Generally the definition of small cap comes from its market value of its outstanding shares and not its Sharpe & Sortino ratios or even average volume. There are some discrepancies in definition, but my own definition of a small cap would be around 1 billion.

I personally own a stock with a market cap of 1.5B (which some might define as the bottom of mid-cap), but that's an anomaly for me, because I like this stock in a sector that is quite thin on good companies, but then I have a 24 pack, which is 8 sectors of 3 stocks each, so that one stock is about 4%, rather than 20% for a 5 pack.

If you're going to assemble a 5 pack, use large caps to reduce the inherent high risk of that strategy.

ltr
Yes exactly. Small caps are inherently volatile, even if they haven't shown volatility for the last few years.

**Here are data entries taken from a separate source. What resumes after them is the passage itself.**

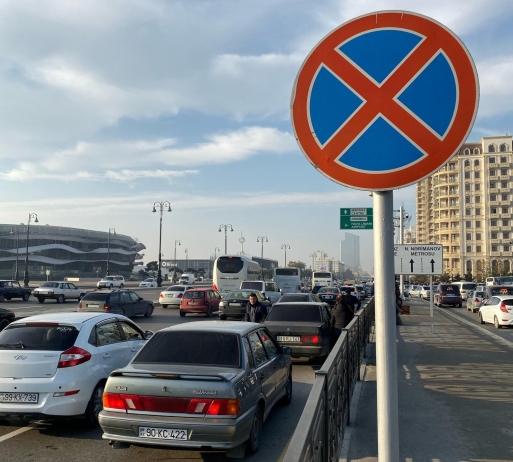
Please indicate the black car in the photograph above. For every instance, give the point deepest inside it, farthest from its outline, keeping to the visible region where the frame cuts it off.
(233, 305)
(329, 295)
(6, 317)
(11, 289)
(123, 302)
(304, 327)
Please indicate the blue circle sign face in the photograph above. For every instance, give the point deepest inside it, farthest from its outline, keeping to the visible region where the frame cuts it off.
(384, 101)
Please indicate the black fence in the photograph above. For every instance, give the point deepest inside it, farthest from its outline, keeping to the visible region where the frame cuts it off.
(320, 431)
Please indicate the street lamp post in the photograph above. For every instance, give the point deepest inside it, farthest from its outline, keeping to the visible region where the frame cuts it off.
(285, 247)
(179, 243)
(16, 276)
(160, 206)
(113, 231)
(25, 276)
(226, 228)
(262, 239)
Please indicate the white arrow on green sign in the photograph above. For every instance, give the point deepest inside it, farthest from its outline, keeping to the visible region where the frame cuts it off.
(356, 218)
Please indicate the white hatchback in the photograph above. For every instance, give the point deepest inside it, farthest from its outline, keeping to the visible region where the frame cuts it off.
(172, 296)
(497, 310)
(57, 364)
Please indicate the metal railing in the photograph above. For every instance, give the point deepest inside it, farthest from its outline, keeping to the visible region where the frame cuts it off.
(319, 434)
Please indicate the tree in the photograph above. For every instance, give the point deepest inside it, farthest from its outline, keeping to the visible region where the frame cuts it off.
(297, 264)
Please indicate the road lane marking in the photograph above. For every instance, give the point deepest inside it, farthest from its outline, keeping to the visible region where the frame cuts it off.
(19, 431)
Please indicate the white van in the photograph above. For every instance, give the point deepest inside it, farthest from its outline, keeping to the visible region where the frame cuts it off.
(268, 288)
(186, 278)
(466, 288)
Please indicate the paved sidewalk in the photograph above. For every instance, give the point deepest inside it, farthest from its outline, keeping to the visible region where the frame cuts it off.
(455, 394)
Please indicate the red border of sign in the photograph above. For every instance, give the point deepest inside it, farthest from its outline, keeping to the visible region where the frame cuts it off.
(438, 37)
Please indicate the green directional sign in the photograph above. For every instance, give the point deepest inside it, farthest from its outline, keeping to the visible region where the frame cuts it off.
(356, 218)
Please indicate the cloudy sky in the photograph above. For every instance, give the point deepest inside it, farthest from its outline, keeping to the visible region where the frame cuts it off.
(109, 106)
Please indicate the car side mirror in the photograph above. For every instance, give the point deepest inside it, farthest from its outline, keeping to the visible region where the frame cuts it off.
(148, 334)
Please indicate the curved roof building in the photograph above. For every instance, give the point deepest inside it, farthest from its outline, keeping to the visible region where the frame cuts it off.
(65, 251)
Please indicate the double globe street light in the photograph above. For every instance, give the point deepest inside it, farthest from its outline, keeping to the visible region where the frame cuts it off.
(160, 206)
(25, 276)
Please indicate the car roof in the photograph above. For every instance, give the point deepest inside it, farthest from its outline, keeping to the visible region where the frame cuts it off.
(239, 327)
(72, 317)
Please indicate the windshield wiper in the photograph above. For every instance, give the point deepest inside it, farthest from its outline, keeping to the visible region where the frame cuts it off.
(13, 345)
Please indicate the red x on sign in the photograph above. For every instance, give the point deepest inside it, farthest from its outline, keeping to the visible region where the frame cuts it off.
(384, 100)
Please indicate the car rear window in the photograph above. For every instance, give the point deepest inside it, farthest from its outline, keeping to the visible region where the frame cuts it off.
(508, 290)
(294, 298)
(38, 336)
(95, 297)
(199, 348)
(251, 285)
(194, 295)
(300, 313)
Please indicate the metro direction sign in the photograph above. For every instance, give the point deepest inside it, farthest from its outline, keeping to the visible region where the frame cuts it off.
(356, 218)
(418, 259)
(384, 100)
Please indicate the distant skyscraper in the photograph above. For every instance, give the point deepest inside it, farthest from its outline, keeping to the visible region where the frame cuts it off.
(350, 251)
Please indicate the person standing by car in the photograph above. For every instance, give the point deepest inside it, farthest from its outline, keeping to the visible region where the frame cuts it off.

And I hear like_to_retire's caution that my 5 large caps are too highly concentrated. It's a good warning. I just decided to compromise on this, because fewer positions are easier to manage. Additionally, I have many other investments besides my 5-pack. This pack is 10% of my overall investments so one of my 5-pack stocks at 20% weight is, in reality, 0.10*0.20 = 2% of my overall investments. Meaning that ENB is 2% of my overall, RY is 2% of my overall, etc.
Yes I know small cap definition comes from market cap, I used Sharpe & Sortino ratios just to point out the great risk-return of the 5-pack portfolio I was analysing.

I also agree that more stocks would be better to reduce risk. Though, when looking at Buffet's BRK picks, about 35-50% of its holding is in AAPL only. More than 75% of its holding is in the 7 first stocks.